覆面読書会2017秋「ムーン・パレス」エントリーNo.8

※感想文によっては一部ネタバレを含みます。

 

ちびまる子ちゃんの漫画、何巻だっただろうか。失念してしまったが、青春について考える話がある。まだ青春とは無縁の精神年齢であるまる子が祖父の友蔵に「青春とはなにか、いつ始まって終わるのか」と質問するという話だ。

話の結論としては同じ質問を母であるすみれにしたところ具体的な年齢(15歳から27歳だったような)を答えられてしまい、とっくにすみれの提示する青春年齢を超えてしまっていることに友蔵がショックを受けるというオチだ。そう友蔵の青春は気が付かないうちに始まり、また知らぬ間に終わっていたのだ。

 

 『ムーン・パレス』の主人公フォッグは特別な環境だが、普遍的な愛を受けて育っている。父とは面識がなく、母とは幼いころに死別しているが替わりとなる叔父がいた。

叔父はフォッグに多くの愛と財産をくれた。この話はその財産を失っていくことから始まる。若さゆえか、無知ゆえか未来を見据えない自堕落な主人公の人生の屈折から、偶然手にした一筋の光をたぐり、また立ち上がるストーリーだ。

 

 少々脱線だが、上記した青春とは何かということに触れていこう。広辞苑では 「夢、野心に満ち、疲れを知らぬ若い時代。主として十代の後半から二十代までの時期を指すことが多い」

とある。後半の年代に関しては主人公は合致しているが、前半はどうだろうか。主人公は祖父の死後、自らの預金残高と平素の生活費を計算し、具体的に蓄えが尽きる日がわかっていたが、その危機を脱する努力をしない。結果無一文になり、アパートを追い出されてしまう。夢、ましてや野心なんて微塵もない生活だ。

 

 ではなぜフォッグはこんな自堕落な男になってしまったのか。彼はこれまでの人生で父、母、そして最愛の叔父を失ってしまう。それは深い絶望だが、それと同時に彼は生きる基盤を失ってしまったのだ。また彼の夢想的かつ、虚勢をはった性格から自分の哀しみや貧窮を打ち明ける友人を持っていない。
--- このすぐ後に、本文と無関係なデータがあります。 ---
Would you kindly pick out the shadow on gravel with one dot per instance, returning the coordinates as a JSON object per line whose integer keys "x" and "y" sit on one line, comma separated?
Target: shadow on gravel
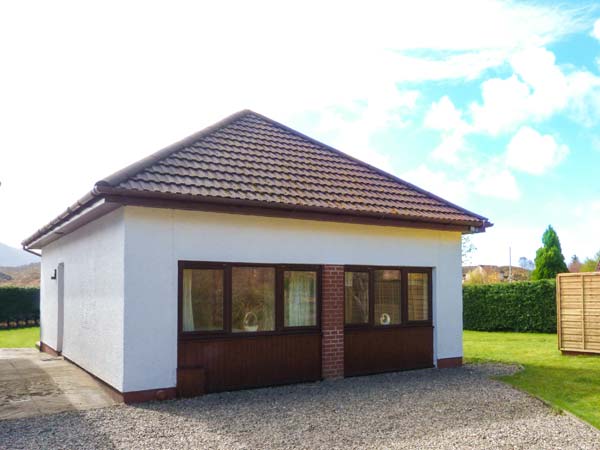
{"x": 393, "y": 406}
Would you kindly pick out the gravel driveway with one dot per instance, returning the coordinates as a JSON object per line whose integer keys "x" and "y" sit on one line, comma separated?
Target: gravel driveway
{"x": 437, "y": 409}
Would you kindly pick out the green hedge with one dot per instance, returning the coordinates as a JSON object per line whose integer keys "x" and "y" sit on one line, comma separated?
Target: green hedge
{"x": 523, "y": 306}
{"x": 18, "y": 303}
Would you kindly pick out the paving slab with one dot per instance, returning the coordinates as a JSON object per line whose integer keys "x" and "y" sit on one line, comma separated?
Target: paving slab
{"x": 34, "y": 383}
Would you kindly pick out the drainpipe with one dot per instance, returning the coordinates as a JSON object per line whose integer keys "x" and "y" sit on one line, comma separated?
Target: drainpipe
{"x": 32, "y": 252}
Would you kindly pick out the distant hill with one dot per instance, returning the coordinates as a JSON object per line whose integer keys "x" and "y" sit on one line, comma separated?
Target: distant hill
{"x": 23, "y": 276}
{"x": 496, "y": 273}
{"x": 12, "y": 257}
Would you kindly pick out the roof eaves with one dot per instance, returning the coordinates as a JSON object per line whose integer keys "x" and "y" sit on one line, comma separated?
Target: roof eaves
{"x": 111, "y": 192}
その夢想と虚勢に救われたのはほんの短い期間にしかすぎず、彼の心の虚無が広がっていく感覚と生活費が底をついていく様子が、部屋の段ボールが徐々になくなっていく様で深く感じ取れる。彼は自ら発しているSOSを誰にも感知してもらえなかったばかりか、自分でさえ気が付かないようにしていたのだ。

 

 その後フォッグは偶然かつ、運命的な出会いを繰り返し復活していく。その様子はいい意味でも悪い意味でも物語的だが、彼の数奇な運命は小説として面白いだけでなく、彼の人生の今後をしっかりと担う確固たるものになる。彼は多くの出会いと別れを経験することによって自分の足元、さらには自分の背後に知らず知らずのうちに出来ていた足跡の存在に背中を押されるのだ。

 

 月というものは不思議だ。満ち欠けが存在する。しかしそれは我々から見えていないだけであって月は丸く、常に存在しているのだ。フォッグの物語は新月に近づきながら始まる。新月になると月は見えなくなってしまうが、あとは空白を満たそうと、まさに新しい月として光を発するのだ。

 

 この小説はフォッグが高台から満月を見上げて終わる。彼は満月を見ながら何を考えたのであろうか。自らの過去か、将来か。最愛の女性に泣きながら訴えられた「自分を大切にして」という一言か。自分を大切にしてと言ってくれる愛を手にすることができたフォッグはもう過去の自分のようにはならないだろう。

 

 フォッグは青春と、彼の人生を手に入れることができたのだ。それはかつて自分が手放したテーブルやベットだった本たちの中に書かれていたような。